The version control windows are also a pale comparison to Team Explorer in VS2017. Both let you view pending changes and manage branches but Team Explorer does it in a much more intuitive way. The version control experience in VSMac reminds me much more of JetBrains’ IDEs than that of Visual Studio 2017.
Why Use Anything But The Flagship IDE?
I appreciate the strides Microsoft is making to enable .NET development on Linux (and therefore macOS). It’s absolutely necessary to do so to continue to grow adoption and interest in the language and it’s definitely off to the right start. But the truth is that it doesn’t come close to the tooling available in VS2017. And how could it anyway? Microsoft have been working on Visual Studio as a product on Windows for the past 15 years. You can’t rebuild that overnight into another product, especially when one of those products isn’t meant to be a one for one replacement (VSCode).

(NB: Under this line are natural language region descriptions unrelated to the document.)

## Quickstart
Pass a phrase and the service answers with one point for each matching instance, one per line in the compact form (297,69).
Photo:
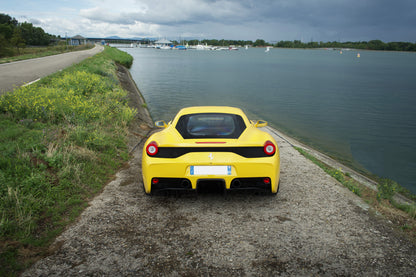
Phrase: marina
(356,108)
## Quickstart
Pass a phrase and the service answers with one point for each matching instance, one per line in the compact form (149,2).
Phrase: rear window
(210,125)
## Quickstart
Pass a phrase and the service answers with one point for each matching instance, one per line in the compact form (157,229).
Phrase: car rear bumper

Visual Studio 2017 makes developing for the cloud a cinch. The tooling is second to none, across all development languages. You’d be silly not to use it, even on a Mac where Parallels make it easy to run Windows 10. I’m looking forward to seeing how VSMac will continue to evolve and be brought more into alignment with VS2017. But for now at least, I’ll be sticking with Visual Studio 2017 on Windows.
What If You’re Just Getting Started with .NET?
Visual Studio 2017 is still the best place to start. A person just starting out will be able to get going much quicker in VS2017’s interactive ecosystem. There is a benefit to understanding the command line though, so once you’ve grasped the basics of building applications in .NET, try out VSCode (on Mac or Windows, it makes little difference).
Bottom line: get your hands on .NET Core any way you can, but Visual Studio 2017 is still the way to go.